Journey of Twelve Grade

Sudah begitu lama aku nggak menulis lagi. Rasanya, ingin sekali menaruh cerita-cerita fiktif singkat lagi. Aku terlalu sibuk dengan persiapan masa depanku, rupanya. Masa depan? Bukankah inilah awal dari masa depanku. Hmm....

Aku adalah salah satu dari populasi kelas 12 saat ini. Tahu sendiri betapa rumitnya persiapan UN, bukan? Motivasi ini, motivasi itu. Try out sekarang, try out besok. Fotokopi sana, kotokopi sini. Tugas tertinggal, tugas lusa. Ya, kurang-lebihnya seperti itu.
Kalau dikatakan lelah, tentu saja lelah. Seperti kata pepatah: Setelah badai, datanglah pelangi.
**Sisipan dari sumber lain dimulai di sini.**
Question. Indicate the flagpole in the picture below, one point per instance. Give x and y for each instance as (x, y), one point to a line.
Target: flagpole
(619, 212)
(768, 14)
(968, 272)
Jadi, UN itu adalah badai?
Sebenarnya, kalau membicarakan mengenai UN, aku nggak terlalu menghiraukannya. Aku lebih khawatir dengan SBMPTN. Aku juga khawatir dengan kampus yang akan aku pilih, walau sejujurnya aku takut untuk memilih--I'm a bit phobia on failure. Aneh, kan?
Kalau ditanya ingin jurusan apa--yang pasti aku memilih jurusan yang ada hubungannya dengan 'menulis' because it is my passion--such as Sastra Indonesia dan Ilmu Komunikasi.
Ada beberapa hal yang membuat aku bimbang dalam memilih kampus dan jurusan, tapi aku nggak mungutarakannya di sini.
Aku memiliki dua passion, actually, yaitu menjadi seorang Broadcaster as my full time dan menjadi seorang Penulis as my part time walaupun aku tahu tidak mudah mewujudkan keduanya di waktu yang bersamaan. Tapi, ya memang begitulah mimpiku.
Orang berkata, mimpi itu penting--rencana masa depan itu perlu dipertimbangkan. Well, aku telah mempertimbangkannya, tapi kelabilan tak lekas pergi.